My Honda Accord was deemed worth about $12K, and the Allstate-preferred repair shop estimated $8K in repairs, so Allstate authorized the repair work. About 2 weeks later, when the car was supposed to be finished, I learned that it wasn't done yet and that the shop had found "hidden damage" so they were waiting for Allstate to authorize an additional $3K in repair work. It was authorized, and two weeks after that, I picked up the car and discovered, to my shock, that the total repair bill was now $14K.
I called my Allstate agent, Dave Gragnola of Cupertino, California. I learned that repair shops are allowed to amend their bill, and greatly exceed their estimate, with impunity. Even when, as in this case, the estimate was so wrong as to be nearly 50% of the final cost.
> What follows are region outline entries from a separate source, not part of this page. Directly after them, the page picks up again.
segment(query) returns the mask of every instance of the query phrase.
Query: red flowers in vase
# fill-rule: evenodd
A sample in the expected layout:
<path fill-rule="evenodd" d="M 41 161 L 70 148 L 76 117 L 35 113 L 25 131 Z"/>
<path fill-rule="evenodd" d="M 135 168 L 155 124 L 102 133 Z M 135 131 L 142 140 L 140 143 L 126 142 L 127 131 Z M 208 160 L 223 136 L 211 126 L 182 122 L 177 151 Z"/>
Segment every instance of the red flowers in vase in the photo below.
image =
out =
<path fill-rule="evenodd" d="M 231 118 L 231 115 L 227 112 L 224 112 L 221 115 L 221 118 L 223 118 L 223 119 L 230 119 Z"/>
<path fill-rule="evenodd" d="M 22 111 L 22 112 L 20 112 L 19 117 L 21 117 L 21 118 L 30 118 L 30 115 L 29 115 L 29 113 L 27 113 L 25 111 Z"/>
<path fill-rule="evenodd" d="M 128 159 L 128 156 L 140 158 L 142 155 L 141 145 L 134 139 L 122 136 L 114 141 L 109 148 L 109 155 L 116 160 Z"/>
I explained to my agent that, in my view, the repair shop was running a scam . Clearly, my car should have been totaled, as the cost to repair the damage exceeded the value of the car. But by submitting a low estimate the shop ensured that the repair would be approved. The result was a job that took weeks longer than expected, and left me with a car that was so heavily repaired it was never the same again, and could be sold for only a fraction of its former value. Both I, and Allstate, were ripped off, in my opinion.
All these years later I remember Gragnola's response, said with the lilt of a shrug: "What do you want me to do about it?"
Two weeks later I ended my 12 year relationship with Allstate. Eventually, with the Honda suffering from poor handling and persistent electrical problems, I traded it in for a Nissan. The dealer who assessed the Honda's trade-in value remarked that more than half of the car had been rebuilt and that "somebody spent a fortune fixing that thing." Indeed.